==================
Library Flow Chart
==================
.. raw:: html
.. glossary::
EXPERIMENT
Did you explicitly randomize treatment across a targeted audience?
COMPLIANCE
Did everyone in the experiment receive the treatment to which they were assigned? For example,
if you are interested in the causal effect of joining a loyalty program a useful experiment might
randomly send some customers an email prompting them to join the program. Only some of these
targeted customers will join the loyalty program, so compliance is imperfect. In a medical
experiment where patients come into an office each week and receive either a novel drug or a
placebo, compliance with the assigned group is likely to be perfect.
TREATMENT ASSIGNMENT
If treatment was not an outcome of an experiment (i.e. controlled), there will be multiple reasons
that people received the treatment. Suppose you are interested in the causal effect of minutes
of exercise per week (the treatment variable) on body fat percentage (the outcome). Some people
exercise more minutes than others. Reasons for this (controls) may include having more flexible
work schedules or being more health conscious. Some of these controls may be confounders (i.e.

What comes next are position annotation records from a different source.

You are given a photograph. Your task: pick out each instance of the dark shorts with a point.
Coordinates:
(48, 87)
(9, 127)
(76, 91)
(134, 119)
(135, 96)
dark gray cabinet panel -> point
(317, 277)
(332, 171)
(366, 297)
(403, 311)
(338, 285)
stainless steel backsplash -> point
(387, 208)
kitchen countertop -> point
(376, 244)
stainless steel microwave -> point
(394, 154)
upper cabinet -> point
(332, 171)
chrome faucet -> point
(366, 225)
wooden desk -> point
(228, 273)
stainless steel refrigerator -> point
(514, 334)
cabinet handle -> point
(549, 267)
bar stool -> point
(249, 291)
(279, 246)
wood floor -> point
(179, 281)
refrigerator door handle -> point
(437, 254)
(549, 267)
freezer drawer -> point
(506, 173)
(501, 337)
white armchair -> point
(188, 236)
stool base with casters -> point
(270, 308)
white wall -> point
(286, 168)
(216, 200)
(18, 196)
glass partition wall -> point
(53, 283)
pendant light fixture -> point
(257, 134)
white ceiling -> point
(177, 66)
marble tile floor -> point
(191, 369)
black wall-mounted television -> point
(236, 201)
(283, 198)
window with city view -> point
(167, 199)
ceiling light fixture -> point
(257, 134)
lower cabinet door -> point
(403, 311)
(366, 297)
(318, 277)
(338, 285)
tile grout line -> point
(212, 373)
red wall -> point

they also affect the outcome directly). In this example, being more health conscious is probably
a confounding factor (it affects nutrition, which affects body fat), whereas having a more flexible
work schedule is probably not. The question posed in this bubble is whether all confounding controls
are measured in the data.
Can set W
If you run an experiment, there are not concerns about confoundedness. Any features included in the
control set will help with the efficiency of the estimate in smaller samples, but are not necessary
to identify the causal effect.
CAUTION
Bias is eliminated when all confounders are measurable. See Orthogonal/Double Machine Learning
section for guidance on when this assumption holds.

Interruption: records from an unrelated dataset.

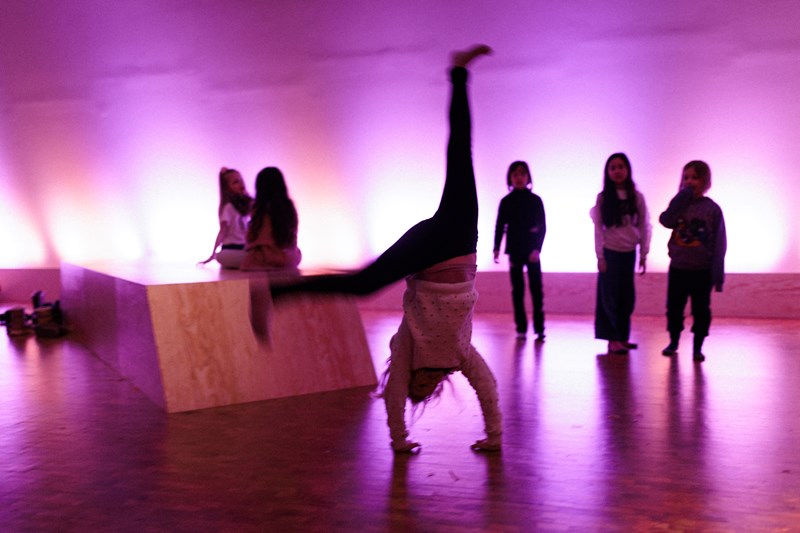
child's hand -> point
(405, 446)
(490, 444)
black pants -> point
(616, 296)
(682, 285)
(516, 265)
(451, 232)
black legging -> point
(451, 232)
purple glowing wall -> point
(116, 117)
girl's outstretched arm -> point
(482, 380)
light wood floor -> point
(592, 443)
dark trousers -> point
(616, 296)
(682, 285)
(516, 266)
(451, 232)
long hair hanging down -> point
(272, 199)
(612, 209)
(240, 202)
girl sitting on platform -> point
(272, 234)
(234, 214)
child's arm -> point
(645, 231)
(499, 229)
(217, 242)
(539, 230)
(676, 207)
(395, 393)
(718, 261)
(597, 219)
(482, 380)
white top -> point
(623, 238)
(236, 229)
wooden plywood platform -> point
(193, 338)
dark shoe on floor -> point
(617, 347)
(671, 349)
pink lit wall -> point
(116, 117)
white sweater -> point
(436, 332)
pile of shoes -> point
(17, 322)
(46, 321)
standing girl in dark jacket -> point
(521, 218)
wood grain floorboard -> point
(592, 443)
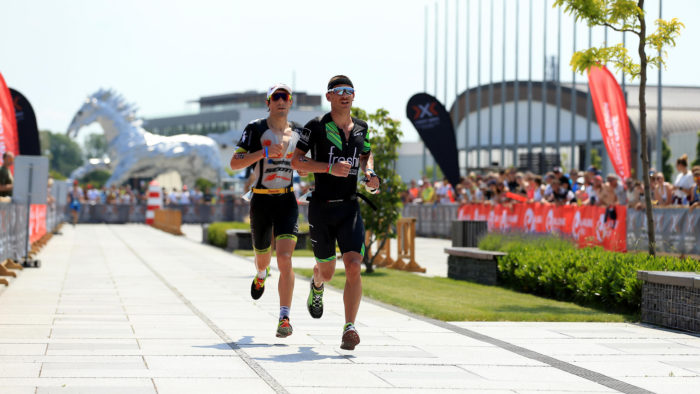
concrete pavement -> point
(130, 309)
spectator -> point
(595, 191)
(618, 189)
(75, 201)
(536, 188)
(581, 189)
(92, 194)
(413, 191)
(428, 193)
(198, 196)
(548, 179)
(696, 190)
(6, 180)
(561, 193)
(573, 179)
(608, 194)
(173, 197)
(184, 196)
(684, 182)
(661, 191)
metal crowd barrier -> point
(14, 227)
(228, 211)
(432, 220)
(677, 229)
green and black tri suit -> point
(334, 213)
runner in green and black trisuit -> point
(340, 149)
(268, 144)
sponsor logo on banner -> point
(585, 224)
(530, 220)
(601, 230)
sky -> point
(160, 54)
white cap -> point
(276, 87)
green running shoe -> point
(315, 301)
(284, 329)
(258, 285)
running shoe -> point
(258, 285)
(315, 302)
(350, 338)
(284, 329)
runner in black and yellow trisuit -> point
(266, 144)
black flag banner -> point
(435, 128)
(27, 130)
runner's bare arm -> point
(302, 163)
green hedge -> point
(216, 233)
(554, 267)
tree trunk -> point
(643, 131)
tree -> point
(428, 173)
(665, 157)
(95, 146)
(64, 154)
(384, 133)
(626, 16)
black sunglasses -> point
(280, 95)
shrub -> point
(554, 267)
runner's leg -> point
(352, 294)
(285, 285)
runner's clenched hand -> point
(341, 169)
(275, 150)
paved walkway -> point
(129, 309)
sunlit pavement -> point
(130, 309)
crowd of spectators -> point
(557, 187)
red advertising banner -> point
(611, 113)
(587, 225)
(37, 222)
(8, 126)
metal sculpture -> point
(135, 152)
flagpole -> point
(503, 92)
(542, 168)
(466, 94)
(516, 92)
(490, 154)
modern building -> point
(226, 112)
(223, 118)
(514, 131)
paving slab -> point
(130, 309)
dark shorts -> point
(272, 212)
(335, 221)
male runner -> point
(273, 207)
(339, 149)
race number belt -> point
(274, 191)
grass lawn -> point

Set Z to intended treatment
With imperfect compliance, the indicator of the assigned treatment category is not equivalent to
the indicator for actually receiving the treatment. If you are interested in the causal effect of
the treatment, you should use assignment as an instrument for treatment, rather than simply treating
assignment as the treatment itself.
TREATMENT RESPONSIVENESS
Many estimators only behave well with a small set of specified features X that affect the size of a
user’s response to the treatment. If you do not already know which few features might reasonably
affect the user’s response, use one of our sparse estimators that can handle large feature sets and
penalize them to discover the features that are most correlated with treatment effect heterogeneity.
INSTRUMENT
Some estimators identify the causal effect of a treatment by considering only a subset of the
variation in treatment intensity that is conditionally random given other data features. This
subset of the variation is driven by an instrument, which is often some kind of randomization (i.e.
an earlier experiment or a lottery). See the Instrumental Variable Regression section for more
information on picking a good instrument.
LINEAR TREATMENT EFFECTS
Some estimators impose the assumption that the outcome is a linear function of the treatment. These
estimators can also estimate a non-linear relationship between a treatment and the outcome if the
structure of the relationship is known and additively separable (for example, the linear function
could include both treatment and treatment-squared for continuous treatments). These linear functions
can also include specified interactions between treatments. However, these estimators cannot estimate
a fully flexible non-parametric relationship between treatments and the outcome (for example, the
relationship cannot be modeled by a forest).
LINEAR HETEROGENEITY
The CATE function determines how the size of a user’s response to the treatment varies by user
features. Some estimators impose the assumption that effect size is a linear function of user features.
CONFIDENCE INTERVALS/MODEL SELECTION
The MetaLearner and DRLearner estimators offer the choice of any ML estimation model in all stages
and allows for model selection via cross validation. This enhances flexibility, but because the
sample data is used to choose among models it is impossible to calculate honest analytic confidence
intervals. Moreover, most ML estimation approaches introduce bias for regularization purposes, so as
to optimally balance bias and variance. Hence, confidence intervals based on such biased estimates
will be invalid. For these models it is still possible to construct bootstrap confidence intervals,
but this process is slow, may not be accurate in small samples and these intervals only capture the
variance but not the bias of the model.